Weiglein Tobias, Zimmermann Markus, Niesen Wolf-Dirk, Hoffmann Florian, Klein Matthias
Emergency Department, Hospital of the Ludwig-Maximilians-University (LMU) Munich, Munich; Department of Medicine III, Hospital of the Ludwig-Maximilians-University (LMU) Munich, Munich; Interdisciplinary Emergency Department, University Medical Center Regensburg, Regensburg; Department of Neurology, University Medical Center Freiburg, Freiburg; Kinderklinik und Kinderpoliklinik im Dr von Hauner Children's Hospital, Hospital of the Ludwig-Maximilians-University (LMU) Munich, Munich; Department of Neurology, Hospital of the Ludwig-Maximilians-University (LMU) Munich, Munich.

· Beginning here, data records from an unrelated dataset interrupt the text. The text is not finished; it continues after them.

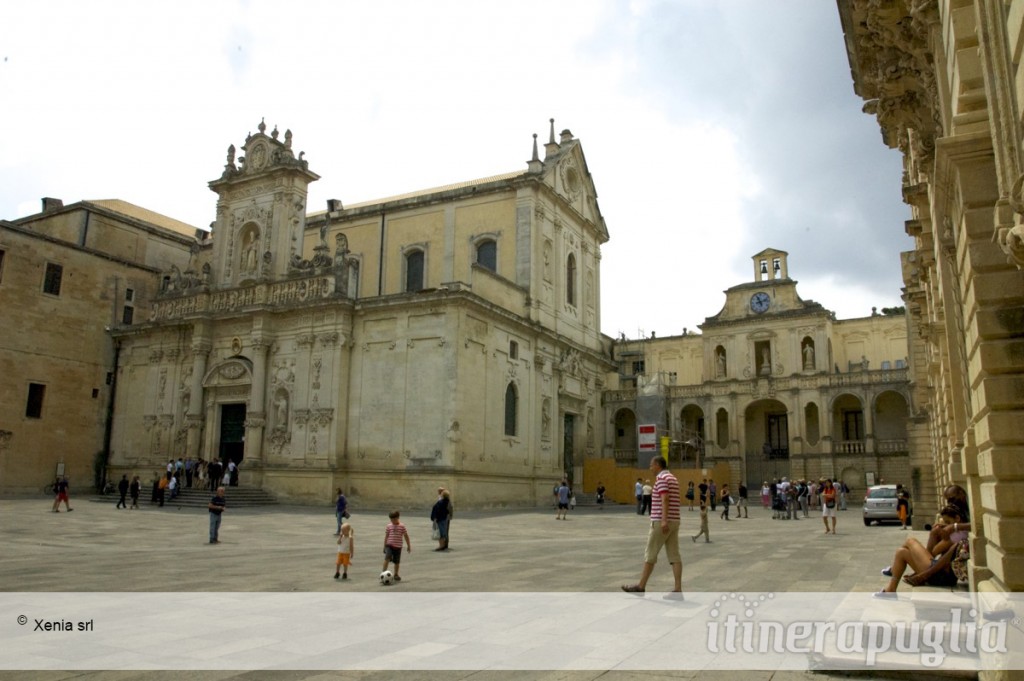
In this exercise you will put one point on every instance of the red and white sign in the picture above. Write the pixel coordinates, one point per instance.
(647, 437)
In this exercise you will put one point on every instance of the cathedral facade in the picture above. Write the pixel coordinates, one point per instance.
(449, 337)
(774, 386)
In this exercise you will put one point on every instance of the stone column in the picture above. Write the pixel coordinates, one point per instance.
(256, 415)
(195, 418)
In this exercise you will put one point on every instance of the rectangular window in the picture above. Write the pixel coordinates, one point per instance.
(128, 313)
(51, 281)
(34, 408)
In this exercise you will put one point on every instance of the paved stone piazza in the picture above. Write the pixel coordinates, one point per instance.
(280, 549)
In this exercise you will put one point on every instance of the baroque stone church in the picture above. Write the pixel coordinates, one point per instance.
(450, 336)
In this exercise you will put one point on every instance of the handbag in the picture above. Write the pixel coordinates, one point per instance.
(960, 561)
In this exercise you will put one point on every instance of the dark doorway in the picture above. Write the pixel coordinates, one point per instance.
(568, 429)
(777, 435)
(232, 432)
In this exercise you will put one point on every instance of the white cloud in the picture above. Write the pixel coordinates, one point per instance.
(705, 137)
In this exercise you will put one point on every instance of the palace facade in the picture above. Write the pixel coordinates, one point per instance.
(448, 337)
(945, 82)
(774, 386)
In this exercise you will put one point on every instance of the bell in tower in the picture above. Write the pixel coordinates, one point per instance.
(260, 211)
(777, 270)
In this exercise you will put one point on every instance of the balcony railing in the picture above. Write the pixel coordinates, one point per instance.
(891, 447)
(626, 456)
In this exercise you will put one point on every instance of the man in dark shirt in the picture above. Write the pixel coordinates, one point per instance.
(123, 491)
(217, 505)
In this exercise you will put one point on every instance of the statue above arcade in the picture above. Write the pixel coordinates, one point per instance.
(261, 211)
(262, 154)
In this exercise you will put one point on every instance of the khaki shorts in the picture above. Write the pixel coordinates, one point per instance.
(656, 539)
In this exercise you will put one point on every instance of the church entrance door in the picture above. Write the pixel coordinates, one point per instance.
(232, 432)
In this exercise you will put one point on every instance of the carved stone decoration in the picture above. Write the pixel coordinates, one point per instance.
(279, 440)
(255, 420)
(568, 363)
(232, 371)
(1011, 239)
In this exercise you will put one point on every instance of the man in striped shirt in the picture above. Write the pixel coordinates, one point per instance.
(664, 527)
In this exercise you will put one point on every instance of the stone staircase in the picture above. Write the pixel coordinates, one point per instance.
(196, 498)
(237, 498)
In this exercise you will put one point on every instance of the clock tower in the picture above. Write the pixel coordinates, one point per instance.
(765, 328)
(261, 210)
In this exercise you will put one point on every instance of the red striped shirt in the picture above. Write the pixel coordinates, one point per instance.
(393, 535)
(666, 484)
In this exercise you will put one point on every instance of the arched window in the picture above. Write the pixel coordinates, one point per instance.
(414, 271)
(570, 280)
(511, 410)
(486, 254)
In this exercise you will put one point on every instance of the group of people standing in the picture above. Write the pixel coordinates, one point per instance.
(188, 473)
(793, 500)
(394, 534)
(124, 487)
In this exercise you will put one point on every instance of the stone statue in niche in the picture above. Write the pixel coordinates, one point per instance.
(808, 356)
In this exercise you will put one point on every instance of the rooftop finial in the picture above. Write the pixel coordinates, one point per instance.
(535, 164)
(551, 149)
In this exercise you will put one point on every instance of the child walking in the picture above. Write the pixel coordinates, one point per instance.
(346, 549)
(393, 535)
(903, 508)
(704, 522)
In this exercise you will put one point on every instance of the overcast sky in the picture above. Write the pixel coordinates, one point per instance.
(713, 129)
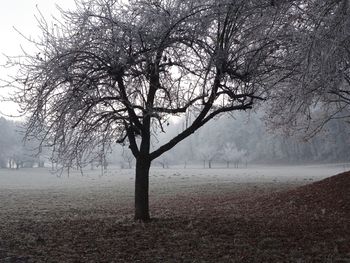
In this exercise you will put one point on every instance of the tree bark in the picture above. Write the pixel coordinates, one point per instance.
(142, 189)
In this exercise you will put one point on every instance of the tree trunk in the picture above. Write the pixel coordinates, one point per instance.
(141, 189)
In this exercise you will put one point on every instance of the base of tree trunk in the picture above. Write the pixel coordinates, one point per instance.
(141, 190)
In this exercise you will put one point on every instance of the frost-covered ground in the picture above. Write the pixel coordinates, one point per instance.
(201, 215)
(42, 178)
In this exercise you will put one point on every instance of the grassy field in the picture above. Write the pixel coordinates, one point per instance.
(256, 214)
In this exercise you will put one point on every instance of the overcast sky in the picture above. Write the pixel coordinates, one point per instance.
(21, 15)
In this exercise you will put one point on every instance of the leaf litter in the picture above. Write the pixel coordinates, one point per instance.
(247, 222)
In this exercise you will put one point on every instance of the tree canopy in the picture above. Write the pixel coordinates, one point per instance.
(112, 71)
(117, 71)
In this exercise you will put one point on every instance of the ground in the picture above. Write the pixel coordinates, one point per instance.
(255, 214)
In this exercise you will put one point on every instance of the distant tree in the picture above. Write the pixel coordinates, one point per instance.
(118, 70)
(230, 153)
(207, 153)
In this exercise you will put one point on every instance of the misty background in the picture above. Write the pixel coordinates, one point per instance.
(232, 141)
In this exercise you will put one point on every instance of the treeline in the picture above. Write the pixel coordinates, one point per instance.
(244, 138)
(14, 153)
(228, 141)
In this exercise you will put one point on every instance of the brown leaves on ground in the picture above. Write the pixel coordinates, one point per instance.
(214, 223)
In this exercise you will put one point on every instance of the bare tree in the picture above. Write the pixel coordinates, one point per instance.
(112, 71)
(320, 88)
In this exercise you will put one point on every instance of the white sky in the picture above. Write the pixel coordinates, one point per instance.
(21, 15)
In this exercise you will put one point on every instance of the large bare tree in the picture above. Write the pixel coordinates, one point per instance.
(320, 88)
(116, 71)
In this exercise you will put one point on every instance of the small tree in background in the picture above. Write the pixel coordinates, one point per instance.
(230, 154)
(116, 71)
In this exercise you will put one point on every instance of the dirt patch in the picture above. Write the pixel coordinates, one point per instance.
(213, 223)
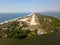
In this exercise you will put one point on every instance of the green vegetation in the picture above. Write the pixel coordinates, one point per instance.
(46, 24)
(19, 30)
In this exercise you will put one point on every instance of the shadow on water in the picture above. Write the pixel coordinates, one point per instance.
(47, 39)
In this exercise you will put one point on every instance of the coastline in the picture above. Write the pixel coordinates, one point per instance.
(14, 19)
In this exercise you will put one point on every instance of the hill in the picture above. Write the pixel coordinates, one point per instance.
(31, 25)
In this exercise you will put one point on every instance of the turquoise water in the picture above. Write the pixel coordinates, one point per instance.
(10, 16)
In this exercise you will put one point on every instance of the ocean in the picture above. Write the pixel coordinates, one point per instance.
(9, 16)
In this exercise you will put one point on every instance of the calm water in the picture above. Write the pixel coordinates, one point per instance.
(9, 16)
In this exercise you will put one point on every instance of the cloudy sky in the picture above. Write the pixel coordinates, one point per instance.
(29, 5)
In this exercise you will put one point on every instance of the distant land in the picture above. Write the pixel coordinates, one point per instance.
(52, 13)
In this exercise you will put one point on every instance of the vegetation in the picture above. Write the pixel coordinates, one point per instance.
(20, 30)
(46, 24)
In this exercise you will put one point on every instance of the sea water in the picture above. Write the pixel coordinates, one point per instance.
(9, 16)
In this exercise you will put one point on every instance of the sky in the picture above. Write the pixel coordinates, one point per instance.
(29, 5)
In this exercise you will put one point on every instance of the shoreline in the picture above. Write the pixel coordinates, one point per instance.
(14, 19)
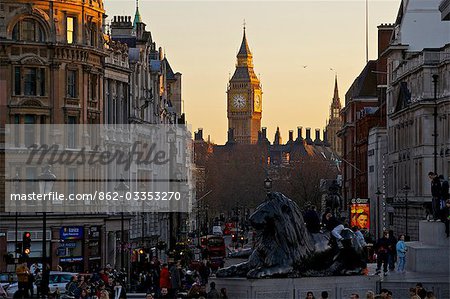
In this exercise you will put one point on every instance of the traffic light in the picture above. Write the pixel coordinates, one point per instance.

Dtsch Arztebl Int. 2024 Jul 26;121(15):508-518. doi: 10.3238/arztebl.m2024.0079.
Mortality in patients with acute onset of impaired consciousness is high: as many as 10% do not survive. The spectrum of differential diagnoses is wide, and more than one underlying condition is found in one-third of all cases. In this article, we describe a structured approach to patients with acute onset of impaired consciousness in the emergency department.

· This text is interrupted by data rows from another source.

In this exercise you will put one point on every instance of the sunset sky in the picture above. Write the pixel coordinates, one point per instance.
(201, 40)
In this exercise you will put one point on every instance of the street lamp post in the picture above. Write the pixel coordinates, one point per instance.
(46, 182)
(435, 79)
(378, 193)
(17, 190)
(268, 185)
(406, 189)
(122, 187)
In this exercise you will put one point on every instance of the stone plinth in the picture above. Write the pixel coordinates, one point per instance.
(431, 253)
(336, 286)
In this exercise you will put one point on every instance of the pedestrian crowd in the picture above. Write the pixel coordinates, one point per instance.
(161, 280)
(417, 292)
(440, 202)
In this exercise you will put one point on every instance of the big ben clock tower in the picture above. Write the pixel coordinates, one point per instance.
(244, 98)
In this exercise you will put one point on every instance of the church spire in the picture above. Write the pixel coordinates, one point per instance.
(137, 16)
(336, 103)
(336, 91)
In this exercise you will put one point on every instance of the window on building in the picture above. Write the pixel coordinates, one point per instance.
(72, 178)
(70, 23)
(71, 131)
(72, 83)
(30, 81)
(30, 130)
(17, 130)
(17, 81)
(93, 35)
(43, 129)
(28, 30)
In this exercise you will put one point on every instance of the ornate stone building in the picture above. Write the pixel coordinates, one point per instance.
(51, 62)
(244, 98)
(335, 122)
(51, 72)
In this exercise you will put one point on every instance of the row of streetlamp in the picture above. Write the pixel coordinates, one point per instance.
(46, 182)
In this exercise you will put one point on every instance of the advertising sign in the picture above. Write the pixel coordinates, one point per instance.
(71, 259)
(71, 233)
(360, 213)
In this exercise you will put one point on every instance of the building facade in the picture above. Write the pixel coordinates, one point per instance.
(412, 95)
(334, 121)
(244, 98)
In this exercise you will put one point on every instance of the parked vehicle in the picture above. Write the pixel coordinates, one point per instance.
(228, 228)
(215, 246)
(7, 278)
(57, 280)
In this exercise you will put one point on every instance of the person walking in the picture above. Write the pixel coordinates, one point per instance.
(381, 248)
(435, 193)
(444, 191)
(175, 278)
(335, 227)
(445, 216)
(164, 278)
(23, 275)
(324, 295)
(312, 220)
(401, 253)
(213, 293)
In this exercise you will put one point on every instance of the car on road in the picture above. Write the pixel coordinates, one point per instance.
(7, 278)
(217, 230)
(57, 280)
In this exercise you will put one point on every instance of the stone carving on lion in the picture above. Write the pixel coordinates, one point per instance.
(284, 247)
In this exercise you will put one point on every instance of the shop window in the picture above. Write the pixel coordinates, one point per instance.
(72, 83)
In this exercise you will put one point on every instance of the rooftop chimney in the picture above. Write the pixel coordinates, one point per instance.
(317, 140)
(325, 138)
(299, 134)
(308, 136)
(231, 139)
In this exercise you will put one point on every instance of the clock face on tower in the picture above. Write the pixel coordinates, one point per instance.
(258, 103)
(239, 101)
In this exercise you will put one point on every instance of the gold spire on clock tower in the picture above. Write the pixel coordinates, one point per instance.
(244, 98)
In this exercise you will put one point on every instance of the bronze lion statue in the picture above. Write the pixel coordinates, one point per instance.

This review is based on pertinent articles retrieved by a selective search of PubMed and on the AWMF guidelines on the most common causes of impairment of consciousness.
Impairments of consciousness are classified as quantitative (reduced wakefulness) or qualitative (abnormal content of consciousness). Of all such cases, 45-50% have a primary neurological cause, and approximately 20% are of metabolic or infectious origin. Some cases are due to intoxications, cardiovas - cular disorders, or psychiatric disorders. Important warning signs ("red flags") in acute onset of impaired consciousness are a hyperacute onset, pupillomotor disturbances, focal neurologic deficits, meningismus, headache, tachycardia and tachypnea (with or without fever), muscle contractions, and skin abnormalities. Patients with severely impaired consciousness should be initially treated in the shock room according to the ABCDE scheme.
Acute onset of impaired consciousness is a medical emergency. Red flags must be rapidly recognized and treatment initiated immediately. Patients with severely impaired consciousness of new onset and uncertain cause, status epilepticus, lack of protective reflexes, or a new, acute neuro - logic deficit should be admitted via the resuscitation room.
急性意识障碍患者的死亡率很高:多达10%的患者无法存活。鉴别诊断范围广泛,三分之一的病例存在不止一种潜在病因。在本文中,我们描述了一种在急诊科针对急性意识障碍患者的结构化诊疗方法。
本综述基于通过选择性检索PubMed获取的相关文章以及德国医学专业协会(AWMF)关于意识障碍最常见病因的指南。
意识障碍分为定量性(清醒度降低)或定性性(意识内容异常)。在所有此类病例中,45%-50%有原发性神经病因,约20%源于代谢或感染。有些病例是由中毒、心血管疾病或精神疾病引起的。急性意识障碍的重要警示信号(“红旗征”)包括超急性起病、瞳孔运动障碍、局灶性神经功能缺损、颈项强直、头痛、心动过速和呼吸急促(伴或不伴发热)、肌肉收缩及皮肤异常。意识严重障碍的患者应首先在休克室按照ABCDE方案进行治疗。
急性意识障碍是一种医疗急症。必须迅速识别红旗征并立即开始治疗。新发且病因不明、存在癫痫持续状态、缺乏保护性反射或有新的急性神经功能缺损的意识严重障碍患者应通过复苏室收治。